迷子チャイルド事件最終話
あれから三日が過ぎて再びツマとニッパーは天記神の図書館でぬくぬくしていた。
「ああ、あの子、無事だったみたいね。足の怪我も大したことなかったんですって?」
今日の天記神はやたらとツマ達に優しかった。ツマとニッパーは最高級おせちとお雑煮をごちそうになりホクホクした顔をしている所だった。
「そうそう。頑張った甲斐があった。ニッパー君の火花が良かった」
「ツマっちゃんの推理がけっこうさえていたっす」
お互いをやたらと褒め合う二神を眺めながら天記神が食後のお茶をすばやく出す。
「ほんと、あなた達には今回ばかりは感謝します」
天記神はほほ笑みながら閲覧コーナーの椅子に腰かけた。
「ところで……」
「ん?」
ツマが何か言いかけていたので天記神とニッパーは耳を傾けた。
「私、探偵やめようと思う」
「え?なんだか突然ねぇ……」
「ええっ!推理ごっこやめちゃうんっすか!」
ツマの発言に天記神は呆れた顔をし、ニッパーは心底驚いた顔をした。
「うん。なんか今回の事件を考えると私のやりたいことは推理じゃなくてレスキューなのかもって思った」
「れ、レスキュー……」
ツマの言葉に天記神とニッパーは驚きすぎて声が出なかった。
「な、なんだかいやな予感がするっす……」
「……わたくしもなんだかいやな予感が……」
天記神が閲覧コーナーの机に積んであった沢山の山岳レスキュー本をちらりと見る。いつの間に本棚から出されたのかわからないがツマが熱心に読んでいたようだ。
「しゅ、趣味が変わったようね……」
天記神が顔を引きつらせてニッパーに目を戻した。
「しかも山岳レスキュー……まさか全国の山を回るってわけじゃないっすよね?」
「ニッパー君!今もどこかで遭難してしまった人もいるかもしれない!冬休み時期だ!山登りをして迷った人がいるかもしれない!助けるぞ!ニッパー君!」
「やっぱりそうなるっすか!」
ツマの目の輝きを見て半泣き状態になったニッパーは天記神に助けを求めるべくアイコンタクトを取った。

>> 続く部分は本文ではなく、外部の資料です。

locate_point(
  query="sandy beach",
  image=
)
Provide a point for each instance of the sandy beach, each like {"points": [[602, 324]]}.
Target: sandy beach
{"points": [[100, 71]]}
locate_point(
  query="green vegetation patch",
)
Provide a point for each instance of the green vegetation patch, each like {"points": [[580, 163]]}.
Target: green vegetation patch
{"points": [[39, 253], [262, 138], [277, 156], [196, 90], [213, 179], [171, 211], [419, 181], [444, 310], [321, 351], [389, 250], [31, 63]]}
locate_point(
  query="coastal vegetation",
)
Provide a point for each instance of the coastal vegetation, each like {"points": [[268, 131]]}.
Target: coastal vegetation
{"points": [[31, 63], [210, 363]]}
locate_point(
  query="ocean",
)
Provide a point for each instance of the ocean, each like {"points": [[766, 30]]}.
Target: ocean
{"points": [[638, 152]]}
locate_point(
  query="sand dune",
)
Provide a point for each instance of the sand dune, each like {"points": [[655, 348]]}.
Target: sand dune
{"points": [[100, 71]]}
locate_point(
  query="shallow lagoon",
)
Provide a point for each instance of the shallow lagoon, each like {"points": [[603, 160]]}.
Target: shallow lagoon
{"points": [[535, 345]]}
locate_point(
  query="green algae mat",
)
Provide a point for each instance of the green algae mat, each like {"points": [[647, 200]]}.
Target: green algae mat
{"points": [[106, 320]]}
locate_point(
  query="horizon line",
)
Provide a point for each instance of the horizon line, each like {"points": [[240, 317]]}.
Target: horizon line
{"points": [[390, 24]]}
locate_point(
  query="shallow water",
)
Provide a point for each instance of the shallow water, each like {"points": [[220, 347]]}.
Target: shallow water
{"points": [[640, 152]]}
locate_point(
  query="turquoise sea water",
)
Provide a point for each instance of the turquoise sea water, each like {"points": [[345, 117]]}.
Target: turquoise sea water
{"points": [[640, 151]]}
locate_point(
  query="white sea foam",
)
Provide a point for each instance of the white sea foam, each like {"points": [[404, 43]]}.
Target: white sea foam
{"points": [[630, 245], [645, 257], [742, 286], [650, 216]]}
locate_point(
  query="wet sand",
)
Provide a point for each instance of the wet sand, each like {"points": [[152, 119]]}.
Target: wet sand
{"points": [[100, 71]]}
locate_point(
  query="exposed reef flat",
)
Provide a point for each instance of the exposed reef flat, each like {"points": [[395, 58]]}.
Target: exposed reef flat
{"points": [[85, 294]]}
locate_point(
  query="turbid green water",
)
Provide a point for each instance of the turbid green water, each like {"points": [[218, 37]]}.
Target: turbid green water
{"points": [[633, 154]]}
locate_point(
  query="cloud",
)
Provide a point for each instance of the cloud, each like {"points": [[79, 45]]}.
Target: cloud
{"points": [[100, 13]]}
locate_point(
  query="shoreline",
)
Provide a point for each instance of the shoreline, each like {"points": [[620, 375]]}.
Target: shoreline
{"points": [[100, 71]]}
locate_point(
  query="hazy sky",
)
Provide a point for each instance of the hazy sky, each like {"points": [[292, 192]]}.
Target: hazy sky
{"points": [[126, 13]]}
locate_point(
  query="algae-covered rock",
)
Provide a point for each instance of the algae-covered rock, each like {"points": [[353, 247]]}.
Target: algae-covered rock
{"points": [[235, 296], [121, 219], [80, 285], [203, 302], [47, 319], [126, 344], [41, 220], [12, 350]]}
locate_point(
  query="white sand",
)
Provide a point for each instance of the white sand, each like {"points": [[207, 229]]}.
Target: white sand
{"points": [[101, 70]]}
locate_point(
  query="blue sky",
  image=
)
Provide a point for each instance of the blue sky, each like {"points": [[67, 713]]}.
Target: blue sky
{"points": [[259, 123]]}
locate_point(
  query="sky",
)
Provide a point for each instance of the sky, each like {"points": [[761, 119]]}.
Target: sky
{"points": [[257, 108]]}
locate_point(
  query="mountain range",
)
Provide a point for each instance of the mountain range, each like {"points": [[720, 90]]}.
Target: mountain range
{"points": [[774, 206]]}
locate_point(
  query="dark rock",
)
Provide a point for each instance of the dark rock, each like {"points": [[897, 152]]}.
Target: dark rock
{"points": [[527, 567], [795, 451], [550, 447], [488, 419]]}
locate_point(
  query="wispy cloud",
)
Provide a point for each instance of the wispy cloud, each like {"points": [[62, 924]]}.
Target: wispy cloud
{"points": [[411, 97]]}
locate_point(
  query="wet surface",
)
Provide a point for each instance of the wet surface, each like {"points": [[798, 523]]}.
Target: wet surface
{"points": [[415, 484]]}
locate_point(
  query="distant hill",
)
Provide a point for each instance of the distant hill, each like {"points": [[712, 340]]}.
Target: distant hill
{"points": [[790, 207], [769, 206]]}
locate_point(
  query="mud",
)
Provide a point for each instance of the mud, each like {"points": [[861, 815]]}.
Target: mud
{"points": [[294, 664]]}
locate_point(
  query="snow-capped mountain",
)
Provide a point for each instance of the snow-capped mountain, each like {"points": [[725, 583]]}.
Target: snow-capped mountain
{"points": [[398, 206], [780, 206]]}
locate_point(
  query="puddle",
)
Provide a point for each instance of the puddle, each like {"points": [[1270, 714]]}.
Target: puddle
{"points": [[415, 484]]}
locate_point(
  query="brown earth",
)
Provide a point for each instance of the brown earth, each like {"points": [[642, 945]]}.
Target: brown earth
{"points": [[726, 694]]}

「そんな目で見られても……彼女は一回言ったら聞かないでしょ……。どうせ暇なんだから行ってきなさい」
「今日はお雑煮食べてのんびりぬくぬくする予定だったのに!」
ニッパーの叫びもむなしく、やる気満々のツマにニッパーは引きずられるように連れて行かれた。図書館を出るまでニッパーは何か叫んでいたが全く意味をなさなかった。
「ふう……探偵ごっこは一年で飽きたか……。しかし、今年一年もあの子達とは戦わないといけなそうだわね……」
天記神はため息交じりに半開きになっていた図書館のドアを閉めた。
こうして事件だらけの一年間は終わったのである。